Like the report, the company's website is very promotional and many of the statements on the website are misleading. For example, the company promises that it can deliver great cash flows, but SEC filings indicate otherwise. The financial highlights section of the site simply states that the company production on X and X wells in 2011. Many of the vague statements on the site are about the oil and gas industry rather than the company's operations.
In addition to the website and the promotional reports, the company has been releasing vague press releases. For instance, the company's most recent press release on June 10 simply states that the company is drilling a new well on its lease and almost no other information is given. Another press release in May contains similar information to the June press release. Many of the earlier press releases simply contain a business summary.

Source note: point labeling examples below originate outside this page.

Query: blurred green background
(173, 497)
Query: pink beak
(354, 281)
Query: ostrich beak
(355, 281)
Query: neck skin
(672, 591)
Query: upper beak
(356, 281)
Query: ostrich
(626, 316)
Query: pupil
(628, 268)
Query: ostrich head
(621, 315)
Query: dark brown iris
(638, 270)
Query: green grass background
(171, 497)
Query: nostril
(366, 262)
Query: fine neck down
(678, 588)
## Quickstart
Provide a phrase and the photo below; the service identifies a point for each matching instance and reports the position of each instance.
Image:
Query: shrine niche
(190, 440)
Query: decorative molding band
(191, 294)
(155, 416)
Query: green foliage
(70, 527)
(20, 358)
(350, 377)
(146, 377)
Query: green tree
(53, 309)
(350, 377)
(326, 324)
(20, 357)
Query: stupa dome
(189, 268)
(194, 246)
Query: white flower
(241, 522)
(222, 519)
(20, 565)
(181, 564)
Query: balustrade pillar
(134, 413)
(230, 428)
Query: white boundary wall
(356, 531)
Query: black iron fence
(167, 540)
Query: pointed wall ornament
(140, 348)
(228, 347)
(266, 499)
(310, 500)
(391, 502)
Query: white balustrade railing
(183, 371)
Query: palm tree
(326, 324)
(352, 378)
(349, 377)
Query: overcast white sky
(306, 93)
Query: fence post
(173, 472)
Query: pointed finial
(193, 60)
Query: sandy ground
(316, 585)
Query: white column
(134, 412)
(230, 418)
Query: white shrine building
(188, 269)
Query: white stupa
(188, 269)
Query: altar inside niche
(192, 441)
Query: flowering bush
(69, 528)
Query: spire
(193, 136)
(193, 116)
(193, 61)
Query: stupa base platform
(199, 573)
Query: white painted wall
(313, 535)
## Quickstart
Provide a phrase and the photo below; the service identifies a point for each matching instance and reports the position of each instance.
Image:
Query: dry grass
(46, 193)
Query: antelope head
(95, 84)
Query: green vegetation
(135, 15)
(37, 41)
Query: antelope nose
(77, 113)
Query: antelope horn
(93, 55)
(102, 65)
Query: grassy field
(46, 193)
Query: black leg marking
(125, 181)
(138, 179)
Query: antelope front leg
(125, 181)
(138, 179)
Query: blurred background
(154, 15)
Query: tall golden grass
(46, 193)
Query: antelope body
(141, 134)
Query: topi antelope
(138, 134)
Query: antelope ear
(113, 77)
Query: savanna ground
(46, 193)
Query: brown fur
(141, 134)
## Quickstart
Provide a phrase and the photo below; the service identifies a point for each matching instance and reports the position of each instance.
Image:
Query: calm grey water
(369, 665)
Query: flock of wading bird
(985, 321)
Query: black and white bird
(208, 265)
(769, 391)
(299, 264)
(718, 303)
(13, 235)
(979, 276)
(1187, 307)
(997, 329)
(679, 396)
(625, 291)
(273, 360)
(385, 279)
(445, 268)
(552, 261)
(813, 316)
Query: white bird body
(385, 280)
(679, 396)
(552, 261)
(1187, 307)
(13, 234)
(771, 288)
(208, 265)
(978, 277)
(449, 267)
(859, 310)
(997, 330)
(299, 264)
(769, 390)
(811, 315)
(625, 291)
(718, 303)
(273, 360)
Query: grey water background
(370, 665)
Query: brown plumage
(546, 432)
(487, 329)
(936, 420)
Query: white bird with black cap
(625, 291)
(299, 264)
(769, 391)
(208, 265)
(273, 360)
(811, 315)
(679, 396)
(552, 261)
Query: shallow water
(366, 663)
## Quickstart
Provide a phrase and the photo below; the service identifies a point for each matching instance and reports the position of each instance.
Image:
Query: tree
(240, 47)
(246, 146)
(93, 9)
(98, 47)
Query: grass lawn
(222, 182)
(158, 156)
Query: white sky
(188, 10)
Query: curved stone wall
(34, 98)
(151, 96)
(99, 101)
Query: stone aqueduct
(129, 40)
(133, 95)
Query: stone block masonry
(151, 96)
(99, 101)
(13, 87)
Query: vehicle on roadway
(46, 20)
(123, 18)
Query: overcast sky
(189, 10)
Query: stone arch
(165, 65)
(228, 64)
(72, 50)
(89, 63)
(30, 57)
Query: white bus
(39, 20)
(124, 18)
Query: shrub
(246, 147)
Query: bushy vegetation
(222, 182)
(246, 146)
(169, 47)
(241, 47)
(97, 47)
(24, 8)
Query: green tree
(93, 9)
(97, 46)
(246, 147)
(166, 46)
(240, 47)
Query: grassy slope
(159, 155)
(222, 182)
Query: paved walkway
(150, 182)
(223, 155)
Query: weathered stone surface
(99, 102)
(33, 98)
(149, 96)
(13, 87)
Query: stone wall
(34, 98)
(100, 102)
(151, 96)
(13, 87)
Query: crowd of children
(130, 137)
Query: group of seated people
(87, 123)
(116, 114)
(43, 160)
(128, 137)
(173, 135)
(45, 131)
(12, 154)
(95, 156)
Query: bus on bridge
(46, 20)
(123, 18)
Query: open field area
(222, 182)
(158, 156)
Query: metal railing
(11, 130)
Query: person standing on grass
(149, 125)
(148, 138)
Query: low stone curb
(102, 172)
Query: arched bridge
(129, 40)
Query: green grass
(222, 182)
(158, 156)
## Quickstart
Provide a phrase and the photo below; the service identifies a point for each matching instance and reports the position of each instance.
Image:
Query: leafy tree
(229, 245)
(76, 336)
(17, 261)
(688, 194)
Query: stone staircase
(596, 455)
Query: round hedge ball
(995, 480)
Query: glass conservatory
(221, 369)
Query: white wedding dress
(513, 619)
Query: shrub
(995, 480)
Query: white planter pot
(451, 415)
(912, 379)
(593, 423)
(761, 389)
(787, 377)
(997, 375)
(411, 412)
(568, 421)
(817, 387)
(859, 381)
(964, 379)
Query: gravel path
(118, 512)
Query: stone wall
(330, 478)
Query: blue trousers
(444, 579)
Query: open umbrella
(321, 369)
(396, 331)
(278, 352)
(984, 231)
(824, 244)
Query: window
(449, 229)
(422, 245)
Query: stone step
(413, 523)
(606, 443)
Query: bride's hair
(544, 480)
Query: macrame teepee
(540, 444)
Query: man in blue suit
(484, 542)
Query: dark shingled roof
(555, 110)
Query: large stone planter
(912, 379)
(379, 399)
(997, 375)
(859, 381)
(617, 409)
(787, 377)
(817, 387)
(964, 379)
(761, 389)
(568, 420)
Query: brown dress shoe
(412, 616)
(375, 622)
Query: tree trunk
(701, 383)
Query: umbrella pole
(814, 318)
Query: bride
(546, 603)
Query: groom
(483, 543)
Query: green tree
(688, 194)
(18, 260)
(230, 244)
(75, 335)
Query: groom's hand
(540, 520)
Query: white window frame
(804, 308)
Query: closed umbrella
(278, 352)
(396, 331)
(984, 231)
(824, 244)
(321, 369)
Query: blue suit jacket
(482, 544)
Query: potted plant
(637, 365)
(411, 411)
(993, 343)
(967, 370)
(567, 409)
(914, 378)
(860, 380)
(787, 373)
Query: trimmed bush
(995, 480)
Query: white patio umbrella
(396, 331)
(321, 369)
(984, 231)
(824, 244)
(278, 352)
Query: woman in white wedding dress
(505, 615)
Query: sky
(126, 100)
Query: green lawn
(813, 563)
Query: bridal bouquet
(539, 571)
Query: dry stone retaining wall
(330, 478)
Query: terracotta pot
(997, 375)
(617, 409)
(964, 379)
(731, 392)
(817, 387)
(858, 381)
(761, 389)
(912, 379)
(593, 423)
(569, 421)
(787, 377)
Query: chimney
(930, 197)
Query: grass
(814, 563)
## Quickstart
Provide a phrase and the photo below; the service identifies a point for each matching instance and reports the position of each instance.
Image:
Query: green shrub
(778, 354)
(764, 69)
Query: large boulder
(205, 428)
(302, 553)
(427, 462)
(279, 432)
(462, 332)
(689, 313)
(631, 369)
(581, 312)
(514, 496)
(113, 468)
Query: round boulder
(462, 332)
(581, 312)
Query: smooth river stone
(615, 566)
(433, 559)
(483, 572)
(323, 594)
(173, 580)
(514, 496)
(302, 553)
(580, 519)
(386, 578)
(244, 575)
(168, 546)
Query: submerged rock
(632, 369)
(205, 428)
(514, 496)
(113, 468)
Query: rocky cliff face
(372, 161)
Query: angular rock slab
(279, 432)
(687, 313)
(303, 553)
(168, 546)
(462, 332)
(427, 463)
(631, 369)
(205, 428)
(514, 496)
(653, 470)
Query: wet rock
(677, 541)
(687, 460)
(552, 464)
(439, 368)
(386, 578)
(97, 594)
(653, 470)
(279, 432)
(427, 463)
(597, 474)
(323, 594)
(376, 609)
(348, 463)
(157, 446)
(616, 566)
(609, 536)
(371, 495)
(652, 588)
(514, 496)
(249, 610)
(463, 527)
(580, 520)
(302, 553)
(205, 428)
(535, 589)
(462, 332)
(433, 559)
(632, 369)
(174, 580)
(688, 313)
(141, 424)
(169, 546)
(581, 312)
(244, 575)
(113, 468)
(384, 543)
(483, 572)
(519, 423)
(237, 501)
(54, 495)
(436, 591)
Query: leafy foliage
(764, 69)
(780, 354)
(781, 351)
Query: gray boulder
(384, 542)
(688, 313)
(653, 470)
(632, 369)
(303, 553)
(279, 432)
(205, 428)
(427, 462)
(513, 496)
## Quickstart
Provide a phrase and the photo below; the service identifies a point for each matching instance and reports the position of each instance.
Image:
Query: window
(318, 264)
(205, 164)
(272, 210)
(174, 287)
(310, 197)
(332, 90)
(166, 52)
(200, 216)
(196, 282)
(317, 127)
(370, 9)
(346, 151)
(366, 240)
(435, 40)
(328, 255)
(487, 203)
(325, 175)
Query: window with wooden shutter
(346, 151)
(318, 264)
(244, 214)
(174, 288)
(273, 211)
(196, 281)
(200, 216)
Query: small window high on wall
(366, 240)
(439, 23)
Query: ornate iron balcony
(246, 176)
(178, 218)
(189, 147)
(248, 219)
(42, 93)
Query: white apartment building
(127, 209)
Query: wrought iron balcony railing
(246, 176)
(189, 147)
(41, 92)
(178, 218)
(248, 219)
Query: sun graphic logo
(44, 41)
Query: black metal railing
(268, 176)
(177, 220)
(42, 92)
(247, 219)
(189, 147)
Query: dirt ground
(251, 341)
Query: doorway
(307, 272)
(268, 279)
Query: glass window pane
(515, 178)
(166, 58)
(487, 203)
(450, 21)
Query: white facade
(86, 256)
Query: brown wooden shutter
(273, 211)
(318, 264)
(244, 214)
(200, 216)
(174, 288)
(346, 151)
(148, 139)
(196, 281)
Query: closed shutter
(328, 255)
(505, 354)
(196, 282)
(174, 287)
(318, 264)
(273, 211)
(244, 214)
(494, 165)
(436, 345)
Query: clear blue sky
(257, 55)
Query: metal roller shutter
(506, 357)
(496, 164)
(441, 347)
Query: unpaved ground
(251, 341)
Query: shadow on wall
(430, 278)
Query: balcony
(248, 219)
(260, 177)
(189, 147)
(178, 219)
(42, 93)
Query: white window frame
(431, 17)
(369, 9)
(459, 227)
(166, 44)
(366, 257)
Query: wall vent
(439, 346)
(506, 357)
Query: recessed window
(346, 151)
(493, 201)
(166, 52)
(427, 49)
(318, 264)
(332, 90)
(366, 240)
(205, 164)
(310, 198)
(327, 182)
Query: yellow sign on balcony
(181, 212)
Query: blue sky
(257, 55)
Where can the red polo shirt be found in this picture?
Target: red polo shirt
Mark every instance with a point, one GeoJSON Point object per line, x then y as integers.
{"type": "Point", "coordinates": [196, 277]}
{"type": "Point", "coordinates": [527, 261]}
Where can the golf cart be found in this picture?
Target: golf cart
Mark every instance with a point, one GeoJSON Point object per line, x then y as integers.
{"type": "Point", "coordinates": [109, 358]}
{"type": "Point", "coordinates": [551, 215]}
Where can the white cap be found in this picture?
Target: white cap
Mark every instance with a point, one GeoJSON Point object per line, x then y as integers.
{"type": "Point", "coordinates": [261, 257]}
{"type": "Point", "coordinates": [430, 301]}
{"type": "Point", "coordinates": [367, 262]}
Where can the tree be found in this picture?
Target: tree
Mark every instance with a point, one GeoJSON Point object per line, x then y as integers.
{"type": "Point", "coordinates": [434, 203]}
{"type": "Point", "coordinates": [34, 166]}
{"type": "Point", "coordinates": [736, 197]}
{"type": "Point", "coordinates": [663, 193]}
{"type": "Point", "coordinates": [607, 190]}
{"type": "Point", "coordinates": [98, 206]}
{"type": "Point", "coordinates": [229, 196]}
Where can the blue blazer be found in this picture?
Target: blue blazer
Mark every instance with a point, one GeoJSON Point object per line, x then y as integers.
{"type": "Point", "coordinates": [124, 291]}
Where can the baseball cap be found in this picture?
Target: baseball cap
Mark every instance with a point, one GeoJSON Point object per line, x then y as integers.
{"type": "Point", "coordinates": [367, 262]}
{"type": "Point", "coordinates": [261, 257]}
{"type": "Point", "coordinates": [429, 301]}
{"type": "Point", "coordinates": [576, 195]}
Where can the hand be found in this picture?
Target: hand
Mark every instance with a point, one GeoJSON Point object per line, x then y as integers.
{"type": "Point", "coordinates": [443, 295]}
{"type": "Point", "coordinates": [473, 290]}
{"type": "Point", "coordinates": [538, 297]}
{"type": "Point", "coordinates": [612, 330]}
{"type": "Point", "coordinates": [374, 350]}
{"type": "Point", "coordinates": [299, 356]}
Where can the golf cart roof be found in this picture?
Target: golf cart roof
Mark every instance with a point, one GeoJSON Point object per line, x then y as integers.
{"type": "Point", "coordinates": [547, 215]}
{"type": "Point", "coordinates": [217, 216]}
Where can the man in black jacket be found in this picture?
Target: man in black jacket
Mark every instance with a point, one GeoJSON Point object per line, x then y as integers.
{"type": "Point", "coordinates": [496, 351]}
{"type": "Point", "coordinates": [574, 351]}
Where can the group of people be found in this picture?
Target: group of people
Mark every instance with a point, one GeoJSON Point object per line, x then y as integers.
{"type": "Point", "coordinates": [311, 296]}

The company is led by Dr. Fortunato Villamagna, who was on the board of National Graphite (OTCQB:NGRC). National Graphite was a pump and dump that occurred last fall. The stock rose from $0.40 to just over a dollar before crashing and arriving at its current price of just $0.12.
Northumberland's fundamentals aren't great. Quarterly revenues have decreased by 78% on a year over year basis. Revenues came in at just $39,000 for Q1 2013, compared to revenues of $182,000 for the corresponding period in 2012. The company is expecting operating costs to continue growing in 2013. Expenses did shrink during the first quarter to $200,000, but this was accompanied by a drop in revenues. The company only has a mere $7,000 in cash. The company only managed to grow its cash by a mere $4,000 in the first quarter. The P/B ratio is well above the industry average. The average P/B ratio for the industry is 2.5, but Northumberland has a P/B ratio of 92. The P/S ratio is sky high at 172. Also, the company has a profit margin of -220%. By comparison, the industry average profit margin is 3.8%. In addition, the stock has ROE of -78%. The company reported a loss of $152,000 in Q1 2013. One of the only positives is that the company's Debt to Equity ratio is .02.
Northumberland Resources is a promoted stock that investors should avoid. The company claims to be growing, but the quarterly reports do not indicate that it actually is growing. Billionaire Stocks and Financier Times have been compensated to promote this stock and it isn't clear when the promotion will end. The stock is currently at $0.80, which is below its 52 week high of $1.69. Despite the drop, the stock has bounced from $0.70 range and the promoters could be trying to go for a second run. However, in just a few more months, Northumberland will end up like National Graphite. Now is the perfect time to short this stock because it will only fall further.